As the collective anger and disappointment gathers strength across the country over Malcolm Turnbull’s signature infrastructure policy the National Broadband Network-Lite, an even costlier policy is taking shape in the form of the National Shipbuilding Plan (NSP).

The bold project that will, in the words of senior naval officers at the Submarine Institute of Australia’s recent annual conference in Adelaide, “allow Australia (as an island nation) to take its rightful place” as a shipbuilding nation. The scope for cost blowout, delays and poor scoping and technology divisions such a massive and highly complex undertaking are almost endless but the rewards for success are also substantial and potentially nation-changing.

The initial headline figure on the NSP is $90 billion — but that’s really only the tip of the iceberg with an air warfare destroyer (or guided-missile destroyer) project to build three ships entering its final stage, and the launch of the HMAS Hobart in September — already budgeted at $9 billion. The other two ships, the Brisbane and the Sydney, are already in progress and due to be delivered in April 2018 and December 2019, and the long-term maintenance costs on at least three Collins-class submarines that will undergo a major upgrade to extend their lives by 10 years each. Twelve submarines and 33 frigates are planned under the NSP.

One way or another it will be a central plank in Malcolm Turnbull’s legacy after he switched tack from Tony Abbott’s plan to buy relatively cheap off the shelf submarines from Japan, making a 30-year commitment to develop a sustainable, technology-heavy industry sector in Australia by building the ships in SA.

The the decision to build the submarines and frigates in Australia is a clear attempt to finally replace the loss-making auto industry and fits with Turnbull’s stuttering National Innovation and Science Agenda and, if played right, could well salvage a big win for that strategy by using $1.6 billion that has been set aside for the Next Generation Technologies Fund, the Defence Innovation Hub and a clutch of smaller initiatives.

The rapidly rising concerns over exactly what the NBN will actually deliver to most Australians are a stark warning of how well-intentioned and expensive (but ill-conceived possibly fatally designed) “nation building” projects can go awry through rushed decision making and politically driven changes.

The vested interests here are legion so unsurprisingly rumours are already rife in the defence force, the defence and industry departments responsible for delivering on the project, as well the sprawling defence industry supply chain, about trouble with the submarine contract which was handed to France’s Naval Group.

One big and potentially project-crimping issue has already emerged: the lack of people to work on the project at multiple levels. Naval Group has found that attaining enough skilled people for just the design stage is proving difficult.

Sources familiar with the Future Frigates program told Crikey that the navy was “building ships they wont have enough sailors for”. And indeed, there is cap on numbers for all parts of the armed forces at present.

There are also signs that the broader implications of such a major project have not been considered across other portfolios, and certainly no whole- or part-of-government approach to the project, or the complex national implications, has been elucidated.
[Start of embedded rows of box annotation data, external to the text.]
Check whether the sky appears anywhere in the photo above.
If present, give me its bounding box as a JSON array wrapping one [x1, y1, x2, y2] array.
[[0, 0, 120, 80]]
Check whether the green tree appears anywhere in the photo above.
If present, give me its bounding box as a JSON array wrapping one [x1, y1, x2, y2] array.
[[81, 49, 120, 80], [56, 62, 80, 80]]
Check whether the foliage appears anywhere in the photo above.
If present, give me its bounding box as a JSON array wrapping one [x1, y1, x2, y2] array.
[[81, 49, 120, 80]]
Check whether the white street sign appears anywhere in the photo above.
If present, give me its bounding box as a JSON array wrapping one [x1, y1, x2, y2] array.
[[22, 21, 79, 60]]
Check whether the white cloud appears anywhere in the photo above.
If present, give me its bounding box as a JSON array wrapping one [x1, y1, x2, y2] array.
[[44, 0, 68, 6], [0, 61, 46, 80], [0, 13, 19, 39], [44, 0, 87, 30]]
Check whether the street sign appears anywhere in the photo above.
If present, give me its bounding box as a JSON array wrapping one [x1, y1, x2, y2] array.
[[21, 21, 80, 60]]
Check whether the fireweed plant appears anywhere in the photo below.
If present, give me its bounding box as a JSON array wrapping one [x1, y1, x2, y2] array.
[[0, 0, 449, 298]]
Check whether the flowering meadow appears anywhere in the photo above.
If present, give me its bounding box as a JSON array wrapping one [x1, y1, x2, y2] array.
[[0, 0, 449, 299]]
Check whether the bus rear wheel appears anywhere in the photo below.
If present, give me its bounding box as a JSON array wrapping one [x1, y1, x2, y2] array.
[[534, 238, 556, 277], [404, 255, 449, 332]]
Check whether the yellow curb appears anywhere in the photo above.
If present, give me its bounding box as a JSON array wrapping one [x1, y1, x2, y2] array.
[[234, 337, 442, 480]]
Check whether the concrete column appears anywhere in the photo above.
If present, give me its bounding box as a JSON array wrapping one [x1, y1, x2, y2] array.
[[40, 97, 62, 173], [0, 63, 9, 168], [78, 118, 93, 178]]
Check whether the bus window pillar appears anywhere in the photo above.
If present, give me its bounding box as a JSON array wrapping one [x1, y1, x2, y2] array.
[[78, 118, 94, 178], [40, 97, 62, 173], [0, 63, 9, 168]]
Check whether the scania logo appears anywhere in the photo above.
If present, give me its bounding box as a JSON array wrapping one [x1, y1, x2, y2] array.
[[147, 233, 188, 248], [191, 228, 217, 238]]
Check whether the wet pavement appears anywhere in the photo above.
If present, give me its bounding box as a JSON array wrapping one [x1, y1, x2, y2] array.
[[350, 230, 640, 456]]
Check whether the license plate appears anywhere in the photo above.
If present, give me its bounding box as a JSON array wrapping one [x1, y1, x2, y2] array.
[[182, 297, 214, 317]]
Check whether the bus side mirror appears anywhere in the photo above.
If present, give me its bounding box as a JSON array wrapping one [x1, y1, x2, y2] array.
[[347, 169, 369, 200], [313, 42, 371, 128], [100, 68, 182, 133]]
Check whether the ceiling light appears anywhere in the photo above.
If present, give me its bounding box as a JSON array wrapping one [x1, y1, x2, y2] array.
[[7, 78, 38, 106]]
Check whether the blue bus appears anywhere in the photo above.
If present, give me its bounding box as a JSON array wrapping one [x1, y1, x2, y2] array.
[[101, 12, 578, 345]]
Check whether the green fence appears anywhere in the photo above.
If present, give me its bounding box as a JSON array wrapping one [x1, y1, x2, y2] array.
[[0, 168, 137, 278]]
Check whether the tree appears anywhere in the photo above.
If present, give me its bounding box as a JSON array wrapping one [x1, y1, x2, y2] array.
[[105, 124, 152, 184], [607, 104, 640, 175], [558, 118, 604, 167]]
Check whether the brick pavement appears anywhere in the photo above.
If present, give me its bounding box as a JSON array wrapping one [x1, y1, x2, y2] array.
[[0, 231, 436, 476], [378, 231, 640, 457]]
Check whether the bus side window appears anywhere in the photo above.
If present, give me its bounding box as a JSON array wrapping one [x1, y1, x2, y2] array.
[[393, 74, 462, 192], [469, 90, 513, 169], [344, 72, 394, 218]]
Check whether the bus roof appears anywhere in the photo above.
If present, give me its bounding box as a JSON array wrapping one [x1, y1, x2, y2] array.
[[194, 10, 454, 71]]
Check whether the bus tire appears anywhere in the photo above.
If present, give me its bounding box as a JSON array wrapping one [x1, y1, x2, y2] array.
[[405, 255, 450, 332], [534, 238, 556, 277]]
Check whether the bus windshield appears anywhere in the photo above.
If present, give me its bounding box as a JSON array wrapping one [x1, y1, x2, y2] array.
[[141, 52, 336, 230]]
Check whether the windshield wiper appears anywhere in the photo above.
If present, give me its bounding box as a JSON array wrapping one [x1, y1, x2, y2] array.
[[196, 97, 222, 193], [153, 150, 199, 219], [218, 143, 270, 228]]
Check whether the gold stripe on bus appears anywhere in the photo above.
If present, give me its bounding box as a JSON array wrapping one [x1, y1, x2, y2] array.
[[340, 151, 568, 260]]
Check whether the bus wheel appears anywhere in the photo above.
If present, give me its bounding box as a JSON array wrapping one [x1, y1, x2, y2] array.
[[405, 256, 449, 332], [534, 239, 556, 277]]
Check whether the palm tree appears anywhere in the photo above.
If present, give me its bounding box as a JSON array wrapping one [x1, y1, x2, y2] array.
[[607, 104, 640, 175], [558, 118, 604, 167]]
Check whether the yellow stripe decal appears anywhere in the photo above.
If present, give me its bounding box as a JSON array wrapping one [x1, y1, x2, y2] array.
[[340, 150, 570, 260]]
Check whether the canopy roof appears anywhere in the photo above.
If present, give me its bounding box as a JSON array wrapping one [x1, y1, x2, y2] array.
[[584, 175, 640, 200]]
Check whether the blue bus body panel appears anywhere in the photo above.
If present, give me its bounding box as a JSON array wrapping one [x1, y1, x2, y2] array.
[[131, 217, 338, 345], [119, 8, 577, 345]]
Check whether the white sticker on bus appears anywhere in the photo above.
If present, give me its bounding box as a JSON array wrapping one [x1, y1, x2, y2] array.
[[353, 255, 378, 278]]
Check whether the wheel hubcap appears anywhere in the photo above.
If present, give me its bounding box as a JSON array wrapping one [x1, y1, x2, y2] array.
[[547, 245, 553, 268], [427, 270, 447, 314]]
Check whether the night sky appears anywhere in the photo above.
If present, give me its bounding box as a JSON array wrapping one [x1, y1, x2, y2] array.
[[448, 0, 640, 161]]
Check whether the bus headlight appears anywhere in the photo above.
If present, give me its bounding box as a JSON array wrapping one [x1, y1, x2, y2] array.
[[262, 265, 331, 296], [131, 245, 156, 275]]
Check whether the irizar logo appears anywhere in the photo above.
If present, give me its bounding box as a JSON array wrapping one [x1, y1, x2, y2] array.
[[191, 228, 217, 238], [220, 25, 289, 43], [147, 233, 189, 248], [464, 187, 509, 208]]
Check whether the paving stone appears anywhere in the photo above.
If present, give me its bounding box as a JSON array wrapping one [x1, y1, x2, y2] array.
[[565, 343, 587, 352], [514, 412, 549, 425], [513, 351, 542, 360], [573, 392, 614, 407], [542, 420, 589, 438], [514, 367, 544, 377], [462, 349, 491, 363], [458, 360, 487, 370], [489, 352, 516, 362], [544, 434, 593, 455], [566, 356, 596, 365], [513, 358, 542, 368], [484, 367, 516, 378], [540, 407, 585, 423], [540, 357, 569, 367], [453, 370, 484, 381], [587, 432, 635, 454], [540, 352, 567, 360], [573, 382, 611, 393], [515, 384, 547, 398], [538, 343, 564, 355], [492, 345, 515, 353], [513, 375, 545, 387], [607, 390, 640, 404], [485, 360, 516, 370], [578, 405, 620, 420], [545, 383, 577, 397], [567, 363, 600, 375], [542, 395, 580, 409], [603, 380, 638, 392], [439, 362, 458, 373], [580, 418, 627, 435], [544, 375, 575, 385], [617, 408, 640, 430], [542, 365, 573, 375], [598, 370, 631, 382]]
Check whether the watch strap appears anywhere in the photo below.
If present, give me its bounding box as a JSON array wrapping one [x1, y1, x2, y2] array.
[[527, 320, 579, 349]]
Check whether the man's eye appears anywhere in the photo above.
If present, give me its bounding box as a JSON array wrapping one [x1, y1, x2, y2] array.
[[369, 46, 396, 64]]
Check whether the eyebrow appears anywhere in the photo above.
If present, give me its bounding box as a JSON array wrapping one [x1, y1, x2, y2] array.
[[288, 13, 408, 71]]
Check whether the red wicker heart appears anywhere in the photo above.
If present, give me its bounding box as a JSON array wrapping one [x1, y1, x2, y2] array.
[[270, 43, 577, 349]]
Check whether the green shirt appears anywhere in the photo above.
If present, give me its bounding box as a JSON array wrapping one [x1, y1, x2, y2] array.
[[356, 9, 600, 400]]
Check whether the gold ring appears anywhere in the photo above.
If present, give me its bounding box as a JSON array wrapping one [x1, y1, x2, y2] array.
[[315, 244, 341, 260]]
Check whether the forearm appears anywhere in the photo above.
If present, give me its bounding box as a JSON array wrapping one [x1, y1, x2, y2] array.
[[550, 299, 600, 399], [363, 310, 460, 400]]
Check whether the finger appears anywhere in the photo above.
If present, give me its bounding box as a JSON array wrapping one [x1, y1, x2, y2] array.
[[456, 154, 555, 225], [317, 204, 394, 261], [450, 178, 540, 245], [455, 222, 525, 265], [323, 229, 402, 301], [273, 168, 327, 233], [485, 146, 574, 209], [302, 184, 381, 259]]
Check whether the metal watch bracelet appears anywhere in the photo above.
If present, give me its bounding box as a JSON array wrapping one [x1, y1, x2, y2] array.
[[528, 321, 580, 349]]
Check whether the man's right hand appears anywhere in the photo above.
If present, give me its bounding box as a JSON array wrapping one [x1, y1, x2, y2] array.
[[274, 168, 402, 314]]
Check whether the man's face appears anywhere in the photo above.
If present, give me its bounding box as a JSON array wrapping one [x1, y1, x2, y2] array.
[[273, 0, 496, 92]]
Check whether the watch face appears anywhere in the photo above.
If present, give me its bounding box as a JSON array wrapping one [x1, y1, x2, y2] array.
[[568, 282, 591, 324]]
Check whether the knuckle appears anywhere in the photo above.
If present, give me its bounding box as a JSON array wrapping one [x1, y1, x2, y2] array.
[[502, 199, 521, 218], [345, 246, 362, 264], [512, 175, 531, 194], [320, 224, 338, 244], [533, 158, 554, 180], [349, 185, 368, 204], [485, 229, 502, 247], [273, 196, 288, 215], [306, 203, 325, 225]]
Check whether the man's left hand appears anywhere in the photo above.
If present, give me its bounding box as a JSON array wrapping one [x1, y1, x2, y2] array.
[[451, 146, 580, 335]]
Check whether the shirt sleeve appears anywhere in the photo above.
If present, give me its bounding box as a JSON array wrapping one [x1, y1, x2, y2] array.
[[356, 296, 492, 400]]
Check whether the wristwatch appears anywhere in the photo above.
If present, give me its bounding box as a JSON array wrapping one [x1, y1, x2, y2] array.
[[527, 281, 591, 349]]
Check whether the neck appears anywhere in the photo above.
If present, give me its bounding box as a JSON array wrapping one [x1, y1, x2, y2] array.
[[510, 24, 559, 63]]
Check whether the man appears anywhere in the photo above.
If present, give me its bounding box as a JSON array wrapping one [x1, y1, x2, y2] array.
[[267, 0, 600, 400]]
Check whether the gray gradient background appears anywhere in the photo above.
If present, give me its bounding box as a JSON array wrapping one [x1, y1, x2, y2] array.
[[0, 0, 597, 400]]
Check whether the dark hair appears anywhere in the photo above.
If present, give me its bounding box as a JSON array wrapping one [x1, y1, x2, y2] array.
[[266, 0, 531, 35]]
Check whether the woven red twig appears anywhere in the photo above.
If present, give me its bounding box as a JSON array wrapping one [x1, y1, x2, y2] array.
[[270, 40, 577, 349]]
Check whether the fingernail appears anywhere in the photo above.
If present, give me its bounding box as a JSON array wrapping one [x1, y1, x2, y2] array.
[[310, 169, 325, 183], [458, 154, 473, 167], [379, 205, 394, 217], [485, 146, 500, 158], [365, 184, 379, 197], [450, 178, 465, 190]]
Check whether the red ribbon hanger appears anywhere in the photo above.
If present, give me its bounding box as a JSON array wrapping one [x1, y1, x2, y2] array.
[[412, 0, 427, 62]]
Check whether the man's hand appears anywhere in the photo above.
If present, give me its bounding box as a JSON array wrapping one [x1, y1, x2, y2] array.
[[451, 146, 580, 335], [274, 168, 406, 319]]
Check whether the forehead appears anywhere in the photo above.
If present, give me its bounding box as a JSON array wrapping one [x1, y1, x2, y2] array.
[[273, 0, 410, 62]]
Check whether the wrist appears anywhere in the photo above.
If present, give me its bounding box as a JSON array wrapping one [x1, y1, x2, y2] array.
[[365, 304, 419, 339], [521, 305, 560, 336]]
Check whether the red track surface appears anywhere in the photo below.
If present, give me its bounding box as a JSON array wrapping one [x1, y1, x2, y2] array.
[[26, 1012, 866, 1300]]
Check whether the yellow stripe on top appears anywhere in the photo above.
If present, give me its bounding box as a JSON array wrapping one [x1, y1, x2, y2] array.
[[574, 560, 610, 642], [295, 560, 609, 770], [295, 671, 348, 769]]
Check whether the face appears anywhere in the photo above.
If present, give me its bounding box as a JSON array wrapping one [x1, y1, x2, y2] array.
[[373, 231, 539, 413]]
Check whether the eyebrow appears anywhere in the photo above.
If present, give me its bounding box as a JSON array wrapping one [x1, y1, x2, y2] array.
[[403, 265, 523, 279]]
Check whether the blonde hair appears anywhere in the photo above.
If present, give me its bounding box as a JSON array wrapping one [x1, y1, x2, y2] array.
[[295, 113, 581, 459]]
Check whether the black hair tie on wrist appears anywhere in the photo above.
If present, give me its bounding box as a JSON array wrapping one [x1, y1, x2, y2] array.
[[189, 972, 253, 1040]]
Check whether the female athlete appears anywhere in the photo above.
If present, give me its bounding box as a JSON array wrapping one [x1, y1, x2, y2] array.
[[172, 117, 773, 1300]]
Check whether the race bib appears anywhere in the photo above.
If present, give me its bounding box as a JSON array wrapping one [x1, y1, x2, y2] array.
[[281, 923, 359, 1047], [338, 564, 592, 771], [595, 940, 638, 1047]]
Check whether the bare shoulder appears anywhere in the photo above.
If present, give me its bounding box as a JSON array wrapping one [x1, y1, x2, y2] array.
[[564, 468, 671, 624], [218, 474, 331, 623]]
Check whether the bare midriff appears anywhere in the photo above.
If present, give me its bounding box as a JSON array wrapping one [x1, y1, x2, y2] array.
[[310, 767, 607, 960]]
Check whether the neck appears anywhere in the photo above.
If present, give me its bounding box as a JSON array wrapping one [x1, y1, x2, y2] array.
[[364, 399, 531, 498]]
The sheer numbers that are being sought will add tens of thousand of people to the defence industry in and out of uniform — particularly if the dark warnings of the conservative think tank the Australian Strategic Policy Institute in its November 16 report, in which it calls for even more spending, are heeded. This augurs the possibility of a deeper and longer lasting cultural shift as Australian defence, with its inherent nationalism, becomes an even more significant industry. ASPI want the government to further step up defence spending beyond the 2% of GDP target that is in the current plans.

The resources sector’s two biggest exports, iron ore and coal, are highly unlikely to return to boom times any time soon, so there will be a huge temptation to create more defence construction jobs. Yet these new priorities of government spending are already bumping up against other imperatives: health as the population ages, much needed tourism infrastructure (including big ticket improvements to urban public transport and regional rail), and education as the digital revolution continues to roll across the economy.

Providing that too much money is not pissed into the wind — the Air Warfare Destroyer project is already more than 10% over budget — the ramp-up in defence spending is a on face value a big win for Australia’s economy. But it must be considered within the bigger picture at many levels and is now a major policy priority for this and future government.